Most fruit, when it ripens, increases in sweetness and decreases in sourness and also aroma. As ume ripen however, their acidity and aroma both increase. The most prized Nanko-ume are those that fully ripen on the tree and naturally fall. They are collected on large nets that prevent bruising and contamination, and quickly processed. Although this increases cost, it’s how Nakata Foods ensures the highest quality base ingredients.

 

AROMA, ACIDITY, FRUITINESS

Like other fruits high in acidity like blueberries, cranberries, and citrus, ume are excellent when used in jams, syrups, and sauces. Acidity can help neutralize odors in food; ume are often boiled with dark meat fish for this reason, and they make an excellent sauce for pork chops, for example.

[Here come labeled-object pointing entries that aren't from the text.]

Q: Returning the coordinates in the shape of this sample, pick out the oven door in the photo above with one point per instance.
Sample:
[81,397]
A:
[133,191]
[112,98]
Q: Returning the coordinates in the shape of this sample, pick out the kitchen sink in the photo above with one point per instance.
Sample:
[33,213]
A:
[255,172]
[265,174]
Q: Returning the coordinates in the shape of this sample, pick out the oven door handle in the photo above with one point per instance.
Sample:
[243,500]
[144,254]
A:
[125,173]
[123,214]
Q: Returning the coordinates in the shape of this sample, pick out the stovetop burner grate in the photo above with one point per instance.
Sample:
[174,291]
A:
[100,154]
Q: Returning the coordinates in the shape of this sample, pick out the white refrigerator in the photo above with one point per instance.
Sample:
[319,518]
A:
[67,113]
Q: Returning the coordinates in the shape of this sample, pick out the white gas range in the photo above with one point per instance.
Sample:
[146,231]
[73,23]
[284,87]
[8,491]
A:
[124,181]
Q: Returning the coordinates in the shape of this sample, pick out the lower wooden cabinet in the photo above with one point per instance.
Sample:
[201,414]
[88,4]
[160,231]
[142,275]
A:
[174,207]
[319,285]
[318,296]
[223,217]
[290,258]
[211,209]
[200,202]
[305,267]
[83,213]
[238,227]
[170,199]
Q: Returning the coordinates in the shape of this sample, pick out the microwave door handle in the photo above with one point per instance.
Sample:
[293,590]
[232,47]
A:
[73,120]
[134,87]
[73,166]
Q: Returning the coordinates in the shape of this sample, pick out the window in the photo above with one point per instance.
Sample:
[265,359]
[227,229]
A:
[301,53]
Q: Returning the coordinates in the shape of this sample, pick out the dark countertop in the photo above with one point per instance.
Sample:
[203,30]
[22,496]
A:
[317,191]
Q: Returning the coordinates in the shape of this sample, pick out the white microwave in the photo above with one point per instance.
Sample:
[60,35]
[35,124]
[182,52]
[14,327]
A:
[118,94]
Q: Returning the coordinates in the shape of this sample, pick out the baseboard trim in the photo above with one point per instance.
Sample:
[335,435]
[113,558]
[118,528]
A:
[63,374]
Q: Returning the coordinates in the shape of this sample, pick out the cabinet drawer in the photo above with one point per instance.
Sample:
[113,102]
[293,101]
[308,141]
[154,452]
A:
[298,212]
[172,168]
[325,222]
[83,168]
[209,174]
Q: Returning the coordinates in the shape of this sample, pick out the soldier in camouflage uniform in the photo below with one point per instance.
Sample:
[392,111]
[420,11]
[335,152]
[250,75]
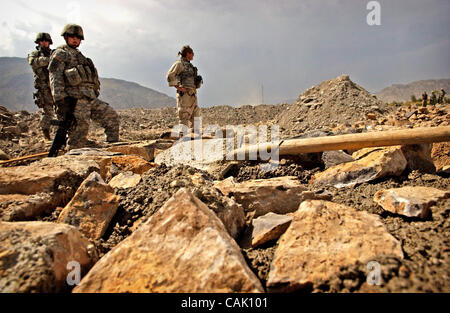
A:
[441,96]
[183,76]
[73,76]
[39,59]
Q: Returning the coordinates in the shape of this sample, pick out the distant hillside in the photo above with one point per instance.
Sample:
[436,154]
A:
[16,90]
[398,92]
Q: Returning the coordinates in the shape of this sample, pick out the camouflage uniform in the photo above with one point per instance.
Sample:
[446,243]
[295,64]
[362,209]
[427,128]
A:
[433,99]
[441,96]
[39,60]
[74,75]
[424,99]
[182,73]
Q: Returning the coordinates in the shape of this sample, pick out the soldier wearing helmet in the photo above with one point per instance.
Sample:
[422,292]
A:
[184,77]
[74,79]
[38,60]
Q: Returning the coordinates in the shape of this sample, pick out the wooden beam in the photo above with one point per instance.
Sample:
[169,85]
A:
[353,141]
[27,157]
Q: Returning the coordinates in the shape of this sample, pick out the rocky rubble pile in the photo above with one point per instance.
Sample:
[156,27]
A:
[163,225]
[334,102]
[314,223]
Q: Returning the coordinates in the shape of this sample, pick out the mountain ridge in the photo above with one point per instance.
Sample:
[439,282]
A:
[403,92]
[16,89]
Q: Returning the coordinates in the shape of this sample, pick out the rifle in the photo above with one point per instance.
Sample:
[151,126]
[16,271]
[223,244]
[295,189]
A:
[69,121]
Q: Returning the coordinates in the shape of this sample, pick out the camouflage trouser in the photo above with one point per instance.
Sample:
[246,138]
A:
[187,108]
[45,102]
[98,111]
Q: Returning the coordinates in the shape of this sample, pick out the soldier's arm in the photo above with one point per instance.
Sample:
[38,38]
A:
[173,75]
[56,72]
[36,61]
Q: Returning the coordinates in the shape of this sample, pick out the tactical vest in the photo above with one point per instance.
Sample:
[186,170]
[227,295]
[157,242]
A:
[187,76]
[40,74]
[80,74]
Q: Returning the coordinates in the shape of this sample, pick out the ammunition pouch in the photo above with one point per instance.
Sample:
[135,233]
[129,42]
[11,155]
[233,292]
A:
[198,80]
[80,74]
[73,77]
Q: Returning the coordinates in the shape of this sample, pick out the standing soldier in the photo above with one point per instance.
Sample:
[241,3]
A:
[442,96]
[424,98]
[75,88]
[39,59]
[433,98]
[184,77]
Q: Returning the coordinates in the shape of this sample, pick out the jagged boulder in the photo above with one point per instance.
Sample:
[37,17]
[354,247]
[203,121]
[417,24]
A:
[183,247]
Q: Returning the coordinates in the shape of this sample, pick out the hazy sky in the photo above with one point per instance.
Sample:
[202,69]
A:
[287,46]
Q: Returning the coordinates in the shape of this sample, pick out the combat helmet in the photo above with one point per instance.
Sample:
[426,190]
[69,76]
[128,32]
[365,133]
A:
[73,30]
[43,37]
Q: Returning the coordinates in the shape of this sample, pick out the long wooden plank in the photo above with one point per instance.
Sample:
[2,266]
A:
[26,157]
[352,141]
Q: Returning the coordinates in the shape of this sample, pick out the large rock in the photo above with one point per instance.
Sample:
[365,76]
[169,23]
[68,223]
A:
[278,195]
[370,164]
[92,207]
[34,256]
[269,227]
[3,155]
[419,158]
[322,238]
[30,191]
[144,149]
[125,180]
[183,247]
[332,158]
[410,201]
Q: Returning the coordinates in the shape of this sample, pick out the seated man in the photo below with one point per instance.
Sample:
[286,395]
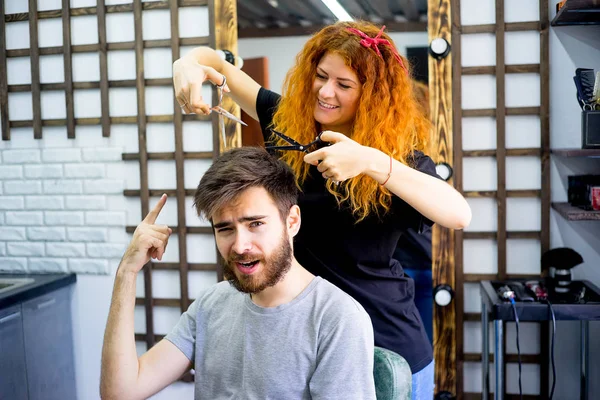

Kishu Nanko-ume have an especially rich aroma when fully ripe. Because alcohol extracts and preserves aroma, umeshu liqueur is an amazing showcase of fruity fragrance. Many other umeshu producers use green fruit to reduce costs. Because Nakata Foods uses only fully ripened fruit and award-winning local natural spring water, we are confident in saying that our umeshu is among the best available. Ume sauces and umeshu are wonderful when paired with chocolate, with a taste experience reminiscent of raspberries or orange and chocolate, but with new and unique flavors depending on the pairing profile.


UME: JAPAN’S HISTORICAL HEALTH FOOD

Samurai knew that ume contributed to good health, so they ate them between battles.
Today, we still eat ume to support our health!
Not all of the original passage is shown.